Análise

Alexandre Garcia: A China é vizinha

"Lula e Janja alegam que é para preservar crianças e adolescentes que querem regulamentar as redes. Mas elas estão regulamentadas desde 2015, pela lei que é o Marco Civil da Internet", observa o jornalista

Primeira-dama Janja na abertura da Semana Nacional de Enfrentamento à Violência Sexual contra Crianças e Adolescentes. -  (crédito: Clarice Castro/MDHC)
Primeira-dama Janja na abertura da Semana Nacional de Enfrentamento à Violência Sexual contra Crianças e Adolescentes. - (crédito: Clarice Castro/MDHC)

A primeira-dama Janja abandonou, na segunda-feira, o texto de um discurso sobre "regulação" de redes sociais, atribuindo a elas violência sexual contra crianças e adolescentes. Rebelando-se contra o protocolo em reunião de Estado, ela disse que "em nenhum momento eu calarei a minha voz para falar sobre isso. Não há protocolo que me faça calar, se eu tiver oportunidade de falar sobre isso, com qualquer pessoa que seja, do mais alto nível ou qualquer cidadão comum. E foi para isso que minha voz foi usada na semana ada quando eu me dirigi ao presidente Xi Jinping, após a fala de meu marido sobre uma rede social (o Tiktok chinês). Como mulher, eu não ito que alguém me dirija, dizendo que eu tenho que ficar calada. Eu não me calarei."

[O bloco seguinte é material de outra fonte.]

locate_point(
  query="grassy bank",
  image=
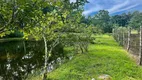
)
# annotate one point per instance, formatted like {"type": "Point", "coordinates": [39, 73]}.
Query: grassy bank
{"type": "Point", "coordinates": [104, 57]}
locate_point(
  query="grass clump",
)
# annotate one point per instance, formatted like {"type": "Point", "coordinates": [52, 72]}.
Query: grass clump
{"type": "Point", "coordinates": [104, 57]}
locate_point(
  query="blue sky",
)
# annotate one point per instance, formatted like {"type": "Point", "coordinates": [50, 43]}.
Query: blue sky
{"type": "Point", "coordinates": [113, 6]}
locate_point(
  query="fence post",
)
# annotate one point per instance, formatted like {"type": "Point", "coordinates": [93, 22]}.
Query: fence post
{"type": "Point", "coordinates": [129, 35]}
{"type": "Point", "coordinates": [140, 49]}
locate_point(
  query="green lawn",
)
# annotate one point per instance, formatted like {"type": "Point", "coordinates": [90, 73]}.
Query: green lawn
{"type": "Point", "coordinates": [105, 57]}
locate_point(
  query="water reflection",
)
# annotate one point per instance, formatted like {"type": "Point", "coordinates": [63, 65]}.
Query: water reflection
{"type": "Point", "coordinates": [20, 58]}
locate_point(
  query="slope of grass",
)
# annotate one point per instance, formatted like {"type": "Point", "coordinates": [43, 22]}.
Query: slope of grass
{"type": "Point", "coordinates": [105, 57]}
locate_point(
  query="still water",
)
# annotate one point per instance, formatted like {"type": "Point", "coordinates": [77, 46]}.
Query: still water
{"type": "Point", "coordinates": [18, 59]}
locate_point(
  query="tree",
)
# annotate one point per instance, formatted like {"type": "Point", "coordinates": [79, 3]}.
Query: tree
{"type": "Point", "coordinates": [102, 20]}
{"type": "Point", "coordinates": [136, 20]}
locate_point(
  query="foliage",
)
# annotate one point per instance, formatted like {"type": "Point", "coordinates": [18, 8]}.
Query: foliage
{"type": "Point", "coordinates": [136, 20]}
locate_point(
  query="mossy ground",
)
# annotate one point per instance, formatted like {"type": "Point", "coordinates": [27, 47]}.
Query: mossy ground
{"type": "Point", "coordinates": [104, 57]}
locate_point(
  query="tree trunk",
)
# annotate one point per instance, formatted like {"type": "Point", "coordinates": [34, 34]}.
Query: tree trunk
{"type": "Point", "coordinates": [129, 35]}
{"type": "Point", "coordinates": [140, 53]}
{"type": "Point", "coordinates": [24, 46]}
{"type": "Point", "coordinates": [46, 54]}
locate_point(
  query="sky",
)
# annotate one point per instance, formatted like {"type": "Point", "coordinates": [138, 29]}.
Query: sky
{"type": "Point", "coordinates": [113, 6]}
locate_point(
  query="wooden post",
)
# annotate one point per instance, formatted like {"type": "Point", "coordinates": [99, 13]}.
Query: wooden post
{"type": "Point", "coordinates": [140, 49]}
{"type": "Point", "coordinates": [129, 35]}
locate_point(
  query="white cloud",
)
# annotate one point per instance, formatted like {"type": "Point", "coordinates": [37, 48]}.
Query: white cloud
{"type": "Point", "coordinates": [125, 9]}
{"type": "Point", "coordinates": [118, 6]}
{"type": "Point", "coordinates": [72, 1]}
{"type": "Point", "coordinates": [93, 9]}
{"type": "Point", "coordinates": [113, 6]}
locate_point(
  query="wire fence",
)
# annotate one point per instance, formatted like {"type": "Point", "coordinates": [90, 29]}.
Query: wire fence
{"type": "Point", "coordinates": [131, 40]}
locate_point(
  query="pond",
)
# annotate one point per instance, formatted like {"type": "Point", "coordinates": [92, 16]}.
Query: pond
{"type": "Point", "coordinates": [18, 59]}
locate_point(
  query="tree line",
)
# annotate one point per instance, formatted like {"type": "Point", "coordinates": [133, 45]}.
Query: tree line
{"type": "Point", "coordinates": [106, 22]}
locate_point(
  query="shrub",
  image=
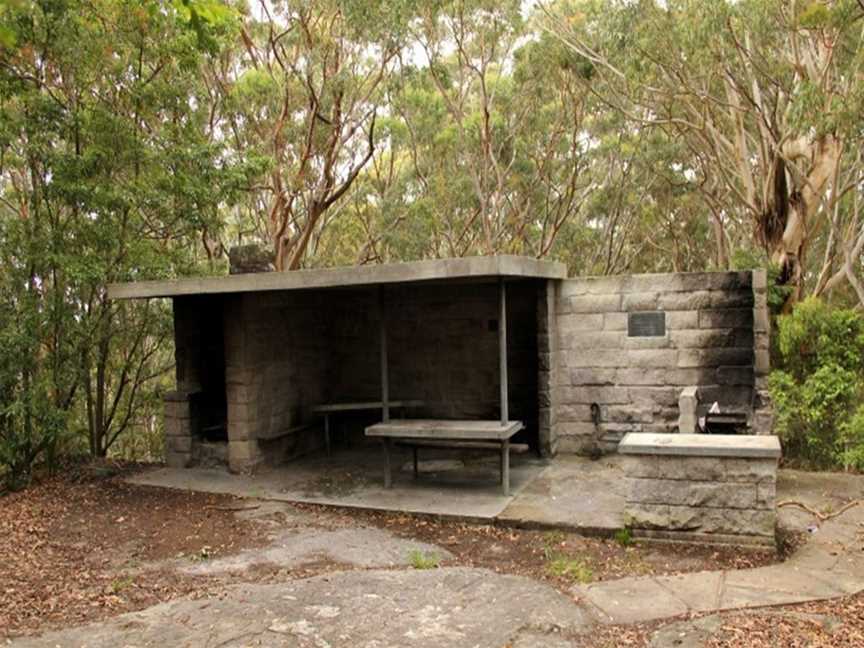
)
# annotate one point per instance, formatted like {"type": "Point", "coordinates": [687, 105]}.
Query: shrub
{"type": "Point", "coordinates": [820, 384]}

A fala do marido, o presidente Luiz Inácio Lula da Silva, segundo ele próprio, foi para pedir que o chefe chinês envie um agente de sua confiança ao Brasil, para examinar a rede social. "Eu perguntei ao companheiro Xi Jinping se era possível ele enviar ao Brasil uma pessoa da confiança dele para a gente discutir a questão digital e, sobretudo, o Tiktok." Lula informou, também, que Xi Jinping vai mandar uma pessoa "para conversar conosco para saber o que a gente pode fazer nesse mundo digital." Isso significa que virá um agente chinês para conversar com o governo brasileiro sobre censura no mundo digital, assunto no qual a China é especialista.

Na China, três quartos da população estão conectados a redes sociais, mas o controle é rigoroso: há reconhecimento facial para registrar entrada e vinculação ao documento de identidade, à localização e à conta bancária. O governo estabelece o que pode ser visto. Facebook, Instagram, X e outras internacionais não operam na China. Celulares chineses não permitem conexão com o Google. São substituídas por plataformas locais. Os americanos desconfiam de que o Tiktok pode ser usado para espionagem. Já denunciaram, segundo a Reuters, que produtos chineses importados — como guindastes portuários, placas solares, transformadores, computadores — agregam como clandestinos chips, bluetooths, rádios e modems, que permitem controle a distância. Chamar o chefão de tudo isso de "companheiro" tem seu significado.

Lula e Janja alegam, repetidamente, que é para preservar crianças e adolescentes que querem regulamentar as redes. Mas elas estão regulamentadas desde 2015, pela lei que é o Marco Civil da Internet, discutido amplamente. Além disso, a Constituição brasileira proíbe "toda e qualquer censura de natureza política, ideológica e artística". Segundo o testemunho de quem estava no jantar em Beijing, Janja reclamou que o Tiktok favorece a direita no Brasil.

Então, a questão toda é porque a esquerda não alcança o desempenho da direita nas redes. Tem sido hábito no Brasil censurar a direita e deixar livre a esquerda, como aconteceu na última campanha presidencial — e outra haverá no ano que vem. Pedir ajuda ao regime chinês para agir nas redes, que deram mais amplitude à voz do povo, que é a fonte do poder, revela má intenção contra a liberdade. É se avizinhar de um sistema em que a liberdade é aquela que for permitida pelo Estado.